Kinja'd!!! Driving Sports TV > BoxerFanatic, troublesome iconoclast.
08/22/2018 at 15:51

Kinja'd!!!0

Also remember that it’s no uncommon for ICE engines to also freeze up, or not start at all , in very  cold weather. Obviously, if all your driving is long-range then an electric doesn’t always make sense. But don’t make it sound like electric cars have more problems in cold weather than ICE engines do.


Kinja'd!!! BoxerFanatic, troublesome iconoclast. > Driving Sports TV
08/22/2018 at 16:13

Kinja'd!!!0

9 times out of 10 an ICE engine that won’t start in the cold... is that the battery efficiency of the lead-acid 12 volt battery is so significantly affected, that it won’t crank the engine to start.

The other 10% might be othe r factors such as frozen water content in the fuel system, or diesel fuel viscosity issues in the cold, which is why diesel engines in trucks and other equipment stay idling on minimal fuel use, generating and re-using that heat to keep the fuel from thickening, rather than stopping and being unable to restart, or using utility-supplied electricity for heating the fuel system, engine block, and battery warmers.

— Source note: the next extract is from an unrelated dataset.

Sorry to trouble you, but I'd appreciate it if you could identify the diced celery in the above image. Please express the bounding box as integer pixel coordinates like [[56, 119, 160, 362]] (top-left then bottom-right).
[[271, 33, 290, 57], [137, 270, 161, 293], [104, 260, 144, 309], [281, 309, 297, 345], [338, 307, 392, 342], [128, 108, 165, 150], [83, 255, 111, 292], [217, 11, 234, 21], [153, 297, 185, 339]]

I am saying that extreme heat, or extreme cold has efficiency degrading effects on batteries. pretty much ALL batteries.

Add in the climate control factors to keep batteries and humans within operational thermal limits when ambient thermal conditions are extreme , and that drains those batteries all the faster, when ending up with fully drained batteries can then lead to dangerous emergency situations.

It is chemistry and physics.

Electric propulsion is generally fine. Batteries are typically the weak link. They are heavy all the time , not nearly as energy dense as fuel as an energy storage medium , and take much longer to charge than a tank takes to fill.

Frankly, I would LOVE to see a LNG-clean-burning turbocharged wankel rotary or liquid piston rotary engine being used in a PHEV system, with just enough battery capacity to give ~ 15-20 miles of all-electric full-speed drive mode capability, and I would use the battery as the regenerative/recouperative   energy buffer, torque for stop-and-go driving, and high-performance acceleration boost , and as a backup energy source, with the fuel burner for electrical generation or high-speed cruise direct drive, thermal energy source. Very little idling or overhead fuel energy waste, modest to minimal battery mass penalty, and the capability of charging in motion from the on-board power plant, rather than having the only option be to sit and wait at a high-current charging station...

Fuel-based energy , and electrical energy systems that truly give and take, and cooperate with each other’s strengths, and mitigate each other’s weaknesses, not just one or the other, or separately operating.